Sildenafil therapy in dismal prognosis early-onset intrauterine growth restriction

ISRCTN ISRCTN39133303
DOI https://doi.org/10.1186/ISRCTN39133303
EudraCT/CTIS number 2013-005398-32
Secondary identifying numbers 16986
Submission date
31/07/2014
Registration date
31/07/2014
Last edited
03/09/2018
Recruitment status
No longer recruiting
Overall study status
Completed
Condition category
Pregnancy and Childbirth
Prospectively registered
Protocol
Statistical analysis plan
Results
Individual participant data

Plain English Summary

Background and study aims
Failure to thrive before birth, also known as intrauterine fetal growth restriction (IUGR), can occur due to a variety of causes. However, the main problem is when fetal growth slows down, or stops altogether, because of a poorly functioning placenta.

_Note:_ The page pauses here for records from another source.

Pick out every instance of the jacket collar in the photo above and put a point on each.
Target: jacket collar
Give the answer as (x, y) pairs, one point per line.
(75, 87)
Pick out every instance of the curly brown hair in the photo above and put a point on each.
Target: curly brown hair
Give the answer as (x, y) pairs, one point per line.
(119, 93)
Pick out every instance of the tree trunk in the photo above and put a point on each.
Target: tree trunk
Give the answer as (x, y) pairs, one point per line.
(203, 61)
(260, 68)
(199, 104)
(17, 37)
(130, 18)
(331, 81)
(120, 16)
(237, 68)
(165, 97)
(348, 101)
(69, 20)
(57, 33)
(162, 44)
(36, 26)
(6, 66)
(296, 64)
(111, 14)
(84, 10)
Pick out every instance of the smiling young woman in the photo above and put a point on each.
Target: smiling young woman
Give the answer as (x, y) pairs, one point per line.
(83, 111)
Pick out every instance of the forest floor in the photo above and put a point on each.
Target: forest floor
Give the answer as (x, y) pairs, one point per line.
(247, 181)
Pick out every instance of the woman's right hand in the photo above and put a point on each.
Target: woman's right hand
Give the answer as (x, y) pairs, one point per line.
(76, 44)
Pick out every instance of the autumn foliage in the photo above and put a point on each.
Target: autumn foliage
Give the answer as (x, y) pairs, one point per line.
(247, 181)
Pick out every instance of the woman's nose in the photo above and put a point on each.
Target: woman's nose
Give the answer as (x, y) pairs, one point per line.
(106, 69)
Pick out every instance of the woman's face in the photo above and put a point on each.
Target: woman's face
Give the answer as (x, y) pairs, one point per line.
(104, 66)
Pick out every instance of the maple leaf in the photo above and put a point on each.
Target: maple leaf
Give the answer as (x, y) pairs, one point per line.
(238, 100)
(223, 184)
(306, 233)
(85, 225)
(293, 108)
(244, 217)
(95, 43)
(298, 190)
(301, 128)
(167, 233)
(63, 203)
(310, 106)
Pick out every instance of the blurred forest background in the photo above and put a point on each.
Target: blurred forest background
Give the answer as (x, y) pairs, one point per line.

In a healthy pregnancy, placental cells (trophoblasts) invade the lining (endothelium) of the mother’s uterine blood vessels. Normally, this ‘trophoblast invasion’ should be complete early in pregnancy to enable maternal blood to flow easily to the developing placenta. In IUGR pregnancies, the ‘trophoblast invasion’ is less effective and this leads to damage of the developing placenta and abnormally slow fetal growth. The earlier this occurs, the more difficult and challenging the treatment options are, including very early preterm birth by caesarean section. Extremely premature babies with low birth weight may suffer from long-term complications. Not only is their early life more traumatic, but there is also increasing evidence that the impact of being within a less nourishing uterus environment persists beyond infancy into adulthood. Fetal growth restriction has been linked with an increased risk of a wide variety of adult diseases which include heart disease and diabetes. Sildenafil citrate (Viagra®) causes the blood vessels supplying the uterus and placenta to relax. This relaxation increases blood flow through the placenta and leads to improved fetal weight gain. Sildenafil has been found to be safe in both pregnant and non-pregnant women and has been used for many years for the treatment of newborns with lung disease. These features suggest that it has the potential to offer a unique treatment for IUGR - a currently untreatable fetal disease.

Who can participate?
Women whose unborn children are failing to thrive due to the poor blood supply to the placenta.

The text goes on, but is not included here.